It should be noted that the model may be a machine learning model used in any application scenario. For example, in an image recognition scenario, the model may be an image recognition model. For another example, in a translation scenario, a model may be machine translated within the model. For another example, in a scenario where text is semantically represented, the model may be a semantic representation model.
It can be understood that, under the condition that the application scenarios corresponding to the models are different, when the models are trained, the original data required by the models are different, for example, in the translation scenario, the models are machine translation models, and in this case, the original data required by the machine translation models are parallel text corpora of two translation languages. For another example, in an image recognition scenario, the model may be an image recognition model, in which case the raw data required by the image recognition model is an original image.

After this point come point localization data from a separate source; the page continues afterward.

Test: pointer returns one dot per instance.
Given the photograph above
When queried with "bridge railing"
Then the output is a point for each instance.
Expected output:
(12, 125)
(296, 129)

Step 102, dividing the original data set to obtain a plurality of data subsets.
In some exemplary embodiments, the raw data set may include a plurality of pieces of raw data.
Wherein, each piece of original data corresponds to one generation time.
As an exemplary embodiment, the plurality of pieces of original data may be divided according to the generation time of each piece of original data to obtain a plurality of data subsets, where time intervals corresponding to the plurality of data subsets are different from each other.
For example, the model is used for predicting user behavior, in which case, the model may be referred to as a behavior prediction model, and assuming that the original data set includes a plurality of pieces of user behavior data and generation time corresponding to each piece of user behavior data, in which case, the plurality of pieces of user behavior data may be divided according to the generation time to obtain a plurality of data subsets.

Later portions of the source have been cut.